Now Chiang's Secret Past has been published she plans to write her own book about Jennie Chen and the mystery of her memoirs with the help of a Chinese scholar. She said that Professor Eastman had authenticated her book as he was first and foremost an historian.

After Kuomintang agents had completed negotiations with Jennie she was supposed to have relinquished all copies to them as well as her diaries. But at least one remained out of their hands.

After the death of William Lee, it appears one copy of the manuscript remained at his lodgings. It then fell into the hands of his landlady, Muriel Dexter. In 1971, Ms Dexter sought the help of Vincent Rouba, a friend of Ms Connor.

''Ms Dexter asked him to try to get the book published. He said the manuscript was far too dangerous and valuable to take round to publishers so he wanted me to make notes,'' Ms Connor said.

The original manuscript for the memoirs was in two volumes and Ms Connor took notes from both. ''I had typed up the first half, which he took back to Ms Dexter, along with the manuscript. I told him I would have finished the rest by the end of the week. When he did not return I called. His brother told me he had died, so I just put the notes away.'' (Mr Rouba did not die in suspicious circumstances, according to Professor Eastman's notes in Chiang's Secret Past.) ''It is amazing how I had all that material for all those years. I would not release it to a tabloid. I wanted the story told in a history book, '' Ms Connor said.

''I have always felt like a friend to Jennie, that for all the years I clung to it, I was doing something for her. I am thrilled Professor Eastman got it into print before he died. He used to say: 'Ginnie, I will finish this before I go.' ''I think of her as a lovely innocent young girl and I think that Chiang loved her when he sent her to the States. But he was such an ambitious man. Giving up his wife was just one more price he had to pay.

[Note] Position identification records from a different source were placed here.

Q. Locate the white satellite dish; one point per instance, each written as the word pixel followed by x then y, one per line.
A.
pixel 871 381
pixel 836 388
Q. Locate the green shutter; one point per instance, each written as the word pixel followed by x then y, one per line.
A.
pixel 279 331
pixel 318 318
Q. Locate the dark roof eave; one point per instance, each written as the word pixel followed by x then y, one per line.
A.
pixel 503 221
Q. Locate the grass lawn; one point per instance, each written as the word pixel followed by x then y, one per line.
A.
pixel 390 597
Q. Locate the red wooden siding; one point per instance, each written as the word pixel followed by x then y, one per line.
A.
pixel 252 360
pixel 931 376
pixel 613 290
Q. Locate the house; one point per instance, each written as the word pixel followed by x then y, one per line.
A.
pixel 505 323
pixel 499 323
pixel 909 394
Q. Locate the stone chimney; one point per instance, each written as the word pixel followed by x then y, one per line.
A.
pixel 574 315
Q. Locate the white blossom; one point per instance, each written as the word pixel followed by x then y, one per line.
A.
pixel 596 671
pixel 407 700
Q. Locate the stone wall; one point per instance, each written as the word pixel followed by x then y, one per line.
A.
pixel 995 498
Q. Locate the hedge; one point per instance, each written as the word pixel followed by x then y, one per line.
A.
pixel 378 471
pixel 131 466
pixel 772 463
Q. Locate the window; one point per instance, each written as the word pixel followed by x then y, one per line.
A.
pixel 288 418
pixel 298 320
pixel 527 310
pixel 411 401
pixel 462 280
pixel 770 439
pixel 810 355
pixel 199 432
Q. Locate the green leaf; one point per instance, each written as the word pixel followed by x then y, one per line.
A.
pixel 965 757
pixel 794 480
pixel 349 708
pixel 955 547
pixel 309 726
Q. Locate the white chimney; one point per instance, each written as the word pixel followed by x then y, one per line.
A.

I don't think he ever loved Soong Mei-ling.'' No one knows how a copy of the memoir came to be deposited in the Hoover Institute where it was found uncatalogued within the papers of deceased Nationalist official and diplomat Chang Hsin-hai.

George Chan, Jennie's grandson, suspects that it had been her wish. ''The decision was made by my grandmother. She understood politics. There was no place the memoirs could be safe except in a university library in the United States,'' he said.

In the early 80s, her grandsons, George and James Chan, who moved from Shanghai to Hong Kong in the 70s, heard of the existence of the memoir and considered finding and publishing it. They were put off when Taiwanese agents murdered the author Chiang Nan, who had written a biography critical of Chiang Ching-kuo, Chiang Kai-shek's son and successor.

Mr Chan said: ''The situation in Taiwan has changed entirely. Now is the time to publish this book.'' But Madam Chiang Soong Mei-ling, now in her 90s, is still living in the United States. ''The only person who is angry is Soong Mei-ling,'' Mr Chan said. ''When she had power she tried all the things she could to stop publication of this memoir. But she has failed.'' Ms Connor believes that Ms Dexter continued to hold the original manuscript, though the whereabouts of Ms Dexter and whether she is still alive is not known.

The memoirs have already been translated into Chinese and published in Taiwan. Ms Connor said that the research student who discovered the memoir in the Hoover Institute had copied it word for word and sent it to Taiwan.